Attention is not proportional to effort.

What it does is obvious. How it does it is opaque.

Humans and LLMs can both be seen as nonlinear function approximators. That does not make them the same thing. It means the interesting question moves from what is the function? to what hidden machinery realizes it?

Follow the thread
Human attention

Attention as lived allocation

A human does not merely weight inputs. A human organism allocates scarce perception, memory, emotion, action, and concern across a world that matters to it.

LLM attention

Attention as learned routing

An LLM computes relationships among tokens and routes representational influence through a trained network.

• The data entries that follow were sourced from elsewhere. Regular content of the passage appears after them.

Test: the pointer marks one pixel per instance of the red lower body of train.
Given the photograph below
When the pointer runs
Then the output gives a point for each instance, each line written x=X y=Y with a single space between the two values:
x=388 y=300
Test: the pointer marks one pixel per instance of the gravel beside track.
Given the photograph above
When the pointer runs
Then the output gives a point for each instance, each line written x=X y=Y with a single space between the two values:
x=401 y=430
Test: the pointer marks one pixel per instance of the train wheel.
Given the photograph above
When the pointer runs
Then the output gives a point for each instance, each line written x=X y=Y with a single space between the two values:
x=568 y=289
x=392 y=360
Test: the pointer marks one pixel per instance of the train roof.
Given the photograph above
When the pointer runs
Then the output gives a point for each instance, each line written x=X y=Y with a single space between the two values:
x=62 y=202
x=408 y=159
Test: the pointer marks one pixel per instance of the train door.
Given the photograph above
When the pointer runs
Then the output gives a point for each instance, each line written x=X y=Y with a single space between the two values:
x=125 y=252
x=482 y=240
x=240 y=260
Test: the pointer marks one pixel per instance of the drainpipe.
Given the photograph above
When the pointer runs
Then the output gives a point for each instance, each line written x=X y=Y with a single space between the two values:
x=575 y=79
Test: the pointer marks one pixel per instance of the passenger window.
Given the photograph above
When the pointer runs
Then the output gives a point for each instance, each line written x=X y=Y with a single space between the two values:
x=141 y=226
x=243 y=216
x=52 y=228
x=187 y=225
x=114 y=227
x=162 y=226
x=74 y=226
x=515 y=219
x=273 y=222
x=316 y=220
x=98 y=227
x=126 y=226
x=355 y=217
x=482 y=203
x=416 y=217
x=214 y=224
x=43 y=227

The word is the same; the substrate is not.

At the level of function approximation

response = f(context, state, history, constraints)

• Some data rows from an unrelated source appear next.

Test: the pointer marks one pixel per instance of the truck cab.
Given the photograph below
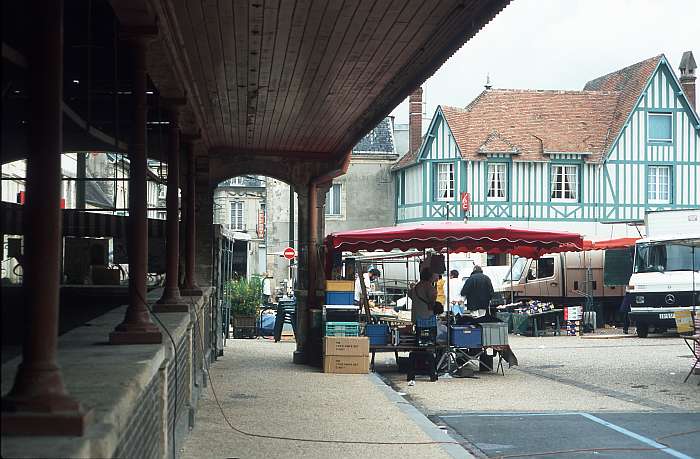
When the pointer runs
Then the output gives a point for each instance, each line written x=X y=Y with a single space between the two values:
x=665 y=279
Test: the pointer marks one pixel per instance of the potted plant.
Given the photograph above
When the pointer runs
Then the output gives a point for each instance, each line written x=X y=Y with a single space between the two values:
x=244 y=297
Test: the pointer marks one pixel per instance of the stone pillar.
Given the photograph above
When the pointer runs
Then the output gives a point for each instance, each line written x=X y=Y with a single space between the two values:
x=137 y=327
x=302 y=284
x=190 y=288
x=171 y=301
x=38 y=403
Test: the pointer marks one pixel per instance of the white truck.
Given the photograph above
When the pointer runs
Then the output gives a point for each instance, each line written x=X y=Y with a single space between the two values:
x=666 y=273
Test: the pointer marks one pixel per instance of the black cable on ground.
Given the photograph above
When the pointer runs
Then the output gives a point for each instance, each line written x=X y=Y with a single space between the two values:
x=172 y=340
x=360 y=442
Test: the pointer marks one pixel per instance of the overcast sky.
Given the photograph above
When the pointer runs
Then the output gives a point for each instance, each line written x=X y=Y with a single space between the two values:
x=561 y=44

The outside view is clean: inputs become outputs. The inside view is not clean at all. The computation is distributed, high-dimensional, and resistant to simple translation into ordinary explanation.

The seductive mistake

Because both humans and LLMs transform context into response, it is tempting to collapse them into the same category. But abstraction cuts both ways: it reveals a shared shape while hiding the thing that makes the difference.

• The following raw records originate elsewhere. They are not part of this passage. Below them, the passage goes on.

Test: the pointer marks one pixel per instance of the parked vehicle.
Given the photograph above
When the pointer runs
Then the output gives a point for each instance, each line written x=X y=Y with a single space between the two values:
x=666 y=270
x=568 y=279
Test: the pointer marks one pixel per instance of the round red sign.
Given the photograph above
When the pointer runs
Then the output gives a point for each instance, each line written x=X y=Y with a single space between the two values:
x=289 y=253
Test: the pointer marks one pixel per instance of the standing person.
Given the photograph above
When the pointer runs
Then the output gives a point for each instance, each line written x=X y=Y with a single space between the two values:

1.Effort increases attention, but not linearly.
2.Attention can saturate, distort, or collapse under strain.
3.LLM attention is a mathematical operation, not a subject caring about the world.
4.Humans are embodied adaptive control systems with stakes.
5.The functional description can be obvious while the mechanism remains opaque.

The black box is not empty. It is too full.

We can observe behavior, measure activations, perturb parts, and build partial interpretations. But the full route from prompt to answer, perception to action, or effort to attention is not naturally written in human-readable steps.

A small change in input can produce a different path through the hidden space.

So the point is not that humans are machines, or that machines are humans. The point is sharper: once a system is powerful enough, the obviousness of its function does not make its mechanism transparent. We know what it is for. We do not fully know how the learned interior does what it does.